By September, 75 percent of the adult population in the United States had received at least one dose of a COVID-19 vaccine. While this progress represents a marked achievement in vaccinations, coverage remains uneven across the country. Black and Hispanic people remain less likely than their white counterparts to have received a vaccine, leaving them at increased risk, particularly as variants arise.
“There is an urgency to spread the message that COVID vaccines are saving lives. It is critical that people of color get the correct information that these vaccines are making the difference between life and death. Many are getting misinformation and have based their decisions on not getting the vaccinations on untruths or unfounded fears. However, in the medical community we are seeing the heartbreaking results of those decisions,” said Dr. Laroche.
In addition to getting vaccinated, Dr. LaRoche stresses the importance of keeping up with regular health care visits, including vision checks, to prevent blindness caused by glaucoma. In most cases of glaucoma, there is no pain, and the loss of vision occurs slowly from peripheral to central. Many people do not even realize it’s happening until they have lost a substantial amount of peripheral vision. But he wants you to know there is a way to prevent the devastating effects of glaucoma: Don’t skip your eyecare visits.
People at risk for glaucoma include the elderly, Black people, people with elevated eye pressure, primary relatives with glaucoma, persons with high myopia, high hyperopia, history of eye trauma and diabetes.
The elevated intraocular pressure from glaucoma damages the optic nerve mechanically and creates decreased blood flow to the eye. The most identifiable cause of glaucoma is the enlarged lens or cataract in the eye. Early cataract surgery and trabecular bypass has become the best option to stop vision loss in patients with glaucoma. The current use of eyedrops and laser help to lower intraocular pressure but do not address the causative mechanism of the glaucoma being the enlarged lens. Incisional cataract surgery and glaucoma surgery is often needed to truly stabilize glaucoma.

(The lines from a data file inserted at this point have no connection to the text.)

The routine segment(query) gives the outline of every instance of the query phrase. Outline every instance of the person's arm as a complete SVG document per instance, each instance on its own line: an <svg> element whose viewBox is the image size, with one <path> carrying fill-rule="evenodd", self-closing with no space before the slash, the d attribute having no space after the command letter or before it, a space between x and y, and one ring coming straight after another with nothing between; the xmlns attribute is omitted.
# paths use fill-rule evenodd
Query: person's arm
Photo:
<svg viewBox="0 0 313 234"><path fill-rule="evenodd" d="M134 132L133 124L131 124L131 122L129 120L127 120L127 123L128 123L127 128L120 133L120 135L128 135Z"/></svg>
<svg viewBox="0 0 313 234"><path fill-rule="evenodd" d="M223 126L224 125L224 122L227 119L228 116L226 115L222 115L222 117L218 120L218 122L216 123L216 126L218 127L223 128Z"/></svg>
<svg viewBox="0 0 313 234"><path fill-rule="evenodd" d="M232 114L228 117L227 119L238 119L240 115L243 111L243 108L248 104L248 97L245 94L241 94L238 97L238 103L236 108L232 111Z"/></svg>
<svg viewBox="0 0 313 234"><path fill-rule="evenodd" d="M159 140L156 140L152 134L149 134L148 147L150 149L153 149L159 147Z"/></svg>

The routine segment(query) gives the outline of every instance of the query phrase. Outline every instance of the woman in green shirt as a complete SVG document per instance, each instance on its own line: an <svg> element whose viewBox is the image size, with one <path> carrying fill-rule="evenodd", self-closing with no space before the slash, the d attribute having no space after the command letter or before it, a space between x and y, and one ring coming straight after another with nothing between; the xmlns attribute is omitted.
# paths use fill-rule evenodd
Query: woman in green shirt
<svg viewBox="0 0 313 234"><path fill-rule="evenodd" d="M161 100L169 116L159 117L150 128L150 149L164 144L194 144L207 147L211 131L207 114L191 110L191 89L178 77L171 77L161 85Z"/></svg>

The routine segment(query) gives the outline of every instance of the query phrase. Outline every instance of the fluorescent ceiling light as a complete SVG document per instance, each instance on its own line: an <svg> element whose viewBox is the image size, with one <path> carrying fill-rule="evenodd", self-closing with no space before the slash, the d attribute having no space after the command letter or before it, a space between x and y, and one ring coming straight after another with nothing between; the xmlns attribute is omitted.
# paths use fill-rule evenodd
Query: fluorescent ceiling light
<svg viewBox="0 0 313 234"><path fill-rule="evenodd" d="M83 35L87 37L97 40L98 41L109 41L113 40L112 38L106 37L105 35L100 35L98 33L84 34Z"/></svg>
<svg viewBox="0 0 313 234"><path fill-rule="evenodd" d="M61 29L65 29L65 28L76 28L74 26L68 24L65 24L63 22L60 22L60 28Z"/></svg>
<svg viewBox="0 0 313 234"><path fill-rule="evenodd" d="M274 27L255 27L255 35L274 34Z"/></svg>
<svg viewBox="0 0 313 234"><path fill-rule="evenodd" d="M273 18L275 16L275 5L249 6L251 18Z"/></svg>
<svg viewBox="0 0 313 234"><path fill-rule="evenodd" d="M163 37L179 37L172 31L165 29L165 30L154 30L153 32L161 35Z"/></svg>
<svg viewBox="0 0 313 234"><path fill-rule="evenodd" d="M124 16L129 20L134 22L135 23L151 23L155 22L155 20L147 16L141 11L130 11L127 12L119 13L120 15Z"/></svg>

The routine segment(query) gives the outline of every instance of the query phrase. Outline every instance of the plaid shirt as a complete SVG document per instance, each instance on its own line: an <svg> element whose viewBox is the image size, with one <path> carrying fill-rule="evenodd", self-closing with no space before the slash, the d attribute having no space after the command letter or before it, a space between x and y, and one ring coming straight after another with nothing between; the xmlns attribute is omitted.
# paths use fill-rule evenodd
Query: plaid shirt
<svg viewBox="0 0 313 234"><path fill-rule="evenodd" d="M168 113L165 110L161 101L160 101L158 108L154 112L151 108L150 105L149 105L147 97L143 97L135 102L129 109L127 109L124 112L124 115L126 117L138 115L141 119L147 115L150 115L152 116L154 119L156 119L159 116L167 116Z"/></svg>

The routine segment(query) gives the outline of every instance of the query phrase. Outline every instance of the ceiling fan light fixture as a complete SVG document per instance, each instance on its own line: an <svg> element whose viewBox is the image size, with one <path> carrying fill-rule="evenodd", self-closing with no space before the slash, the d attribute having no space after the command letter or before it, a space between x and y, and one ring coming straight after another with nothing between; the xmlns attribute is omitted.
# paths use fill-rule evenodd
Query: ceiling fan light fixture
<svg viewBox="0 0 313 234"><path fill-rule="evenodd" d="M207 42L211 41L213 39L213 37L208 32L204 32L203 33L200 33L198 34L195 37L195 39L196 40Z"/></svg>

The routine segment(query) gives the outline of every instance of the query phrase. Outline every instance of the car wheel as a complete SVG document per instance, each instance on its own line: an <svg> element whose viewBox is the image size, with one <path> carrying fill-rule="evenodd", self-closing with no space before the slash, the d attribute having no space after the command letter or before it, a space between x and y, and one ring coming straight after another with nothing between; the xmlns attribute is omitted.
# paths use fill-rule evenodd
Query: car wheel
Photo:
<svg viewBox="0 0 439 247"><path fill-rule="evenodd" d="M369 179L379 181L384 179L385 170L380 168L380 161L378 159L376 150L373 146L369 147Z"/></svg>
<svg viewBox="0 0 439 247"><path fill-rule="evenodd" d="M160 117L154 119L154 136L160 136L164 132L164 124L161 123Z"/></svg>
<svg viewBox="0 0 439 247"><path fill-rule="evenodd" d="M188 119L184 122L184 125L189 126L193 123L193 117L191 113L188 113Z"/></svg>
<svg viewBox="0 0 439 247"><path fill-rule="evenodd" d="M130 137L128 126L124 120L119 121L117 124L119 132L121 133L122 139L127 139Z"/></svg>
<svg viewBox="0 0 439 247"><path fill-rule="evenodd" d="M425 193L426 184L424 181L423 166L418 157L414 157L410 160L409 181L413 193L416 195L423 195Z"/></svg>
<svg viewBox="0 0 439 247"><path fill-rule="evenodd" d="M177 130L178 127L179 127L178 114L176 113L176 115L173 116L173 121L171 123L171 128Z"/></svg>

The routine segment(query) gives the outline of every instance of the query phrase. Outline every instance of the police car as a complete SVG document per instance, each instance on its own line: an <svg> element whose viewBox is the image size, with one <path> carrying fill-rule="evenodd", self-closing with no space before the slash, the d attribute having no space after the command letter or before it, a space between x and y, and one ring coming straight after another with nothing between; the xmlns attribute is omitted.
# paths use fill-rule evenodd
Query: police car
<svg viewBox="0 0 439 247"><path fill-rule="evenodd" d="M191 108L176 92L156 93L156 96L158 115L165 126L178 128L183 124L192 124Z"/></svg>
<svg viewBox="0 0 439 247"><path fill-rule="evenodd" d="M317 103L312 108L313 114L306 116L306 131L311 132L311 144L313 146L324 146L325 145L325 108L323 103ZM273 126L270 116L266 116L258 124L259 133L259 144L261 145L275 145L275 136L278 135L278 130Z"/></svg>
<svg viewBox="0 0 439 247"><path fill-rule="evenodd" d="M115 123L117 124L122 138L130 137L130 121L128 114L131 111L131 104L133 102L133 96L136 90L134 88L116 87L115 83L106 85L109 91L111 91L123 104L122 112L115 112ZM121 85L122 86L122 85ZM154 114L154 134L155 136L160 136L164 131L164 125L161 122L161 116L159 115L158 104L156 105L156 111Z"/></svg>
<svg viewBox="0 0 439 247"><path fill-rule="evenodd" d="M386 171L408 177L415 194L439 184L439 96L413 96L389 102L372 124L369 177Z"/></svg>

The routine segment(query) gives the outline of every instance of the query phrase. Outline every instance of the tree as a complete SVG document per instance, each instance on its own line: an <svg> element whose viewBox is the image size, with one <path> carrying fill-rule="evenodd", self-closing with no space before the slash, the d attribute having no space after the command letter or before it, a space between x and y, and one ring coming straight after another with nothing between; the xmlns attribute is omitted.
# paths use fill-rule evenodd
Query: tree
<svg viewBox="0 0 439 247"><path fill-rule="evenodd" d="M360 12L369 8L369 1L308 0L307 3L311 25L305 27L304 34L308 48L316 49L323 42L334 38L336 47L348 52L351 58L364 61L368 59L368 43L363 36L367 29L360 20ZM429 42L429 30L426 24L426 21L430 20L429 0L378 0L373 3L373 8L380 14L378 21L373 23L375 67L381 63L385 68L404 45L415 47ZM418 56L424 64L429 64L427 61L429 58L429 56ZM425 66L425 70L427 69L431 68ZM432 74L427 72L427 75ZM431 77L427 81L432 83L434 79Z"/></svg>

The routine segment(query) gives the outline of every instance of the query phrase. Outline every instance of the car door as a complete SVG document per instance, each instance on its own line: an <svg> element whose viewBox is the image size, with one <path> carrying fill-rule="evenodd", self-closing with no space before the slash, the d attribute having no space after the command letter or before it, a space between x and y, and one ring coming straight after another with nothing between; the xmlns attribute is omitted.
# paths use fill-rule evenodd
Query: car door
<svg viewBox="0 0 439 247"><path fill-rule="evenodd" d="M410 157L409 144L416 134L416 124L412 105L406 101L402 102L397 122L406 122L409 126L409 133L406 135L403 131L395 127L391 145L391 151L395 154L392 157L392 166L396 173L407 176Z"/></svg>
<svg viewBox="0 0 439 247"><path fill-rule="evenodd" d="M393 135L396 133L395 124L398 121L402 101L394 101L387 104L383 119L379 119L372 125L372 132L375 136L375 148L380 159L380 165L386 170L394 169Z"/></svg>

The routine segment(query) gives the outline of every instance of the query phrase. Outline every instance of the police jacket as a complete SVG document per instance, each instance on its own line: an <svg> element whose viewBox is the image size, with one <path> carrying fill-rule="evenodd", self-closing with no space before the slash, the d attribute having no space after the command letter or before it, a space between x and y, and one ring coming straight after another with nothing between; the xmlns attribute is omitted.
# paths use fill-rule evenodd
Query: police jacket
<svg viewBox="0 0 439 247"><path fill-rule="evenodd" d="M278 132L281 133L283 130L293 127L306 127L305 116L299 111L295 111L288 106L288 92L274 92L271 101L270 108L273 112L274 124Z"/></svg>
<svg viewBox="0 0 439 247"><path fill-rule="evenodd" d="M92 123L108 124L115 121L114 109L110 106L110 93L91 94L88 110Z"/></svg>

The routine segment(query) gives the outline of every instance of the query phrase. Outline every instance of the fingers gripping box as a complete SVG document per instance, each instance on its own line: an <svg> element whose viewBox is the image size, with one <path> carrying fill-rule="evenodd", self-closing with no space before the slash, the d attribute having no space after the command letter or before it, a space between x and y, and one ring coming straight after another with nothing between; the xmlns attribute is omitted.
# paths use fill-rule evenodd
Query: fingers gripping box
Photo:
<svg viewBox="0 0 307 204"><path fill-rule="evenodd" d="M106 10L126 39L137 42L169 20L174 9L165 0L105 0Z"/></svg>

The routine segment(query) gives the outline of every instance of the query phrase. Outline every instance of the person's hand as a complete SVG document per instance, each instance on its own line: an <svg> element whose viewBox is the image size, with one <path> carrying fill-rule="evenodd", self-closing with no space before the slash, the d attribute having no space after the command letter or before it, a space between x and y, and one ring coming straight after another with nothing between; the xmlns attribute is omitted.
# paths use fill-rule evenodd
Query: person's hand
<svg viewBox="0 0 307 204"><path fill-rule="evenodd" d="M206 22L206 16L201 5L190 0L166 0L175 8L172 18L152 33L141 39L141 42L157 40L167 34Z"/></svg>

All people should be screened regularly for glaucoma as part of a medical eye exam. Screening should consist of an eye examination consisting of gonioscopy (examination of the drainage angle), intraocular pressure measurement with Goldmann applanation tonometry and a dilated optic nerve examination. If there appears to be any damage to the optic nerve or abnormal pressure, then a visual field test should be performed, and optic nerve photos taken. Persons with thin corneas should be more aggressively monitored and treated for glaucoma as the disease tends to be worse in these patients.
If you have eye pressure or glaucoma and feel that you may be losing vision, Dr. Laroche recommends that you seek the care of a glaucoma specialist for a second opinion. DON’T GO BLIND FROM GLAUCOMA! People with conditions such as glaucoma and diabetic retinopathy that could lead to blindness if left unchecked need to stay particularly vigilant with their checkups. The pandemic shouldn’t keep you from visiting your doctor, and everyone should get vaccinated for the Covid 19 virus. He also encourages people to wear face masks on visits and maintain social distancing, even if they are in a health clinic, and if you’re high-risk, consider adding eye protection when in public spaces.
“Eyesight or human vision is one of the most important senses. As much as 80 percent of what we feel comes through our sense of sight. By protecting the eyes, people will reduce the chance of blindness and vision loss while also staying on top of any developing eye diseases, such as glaucoma and cataracts.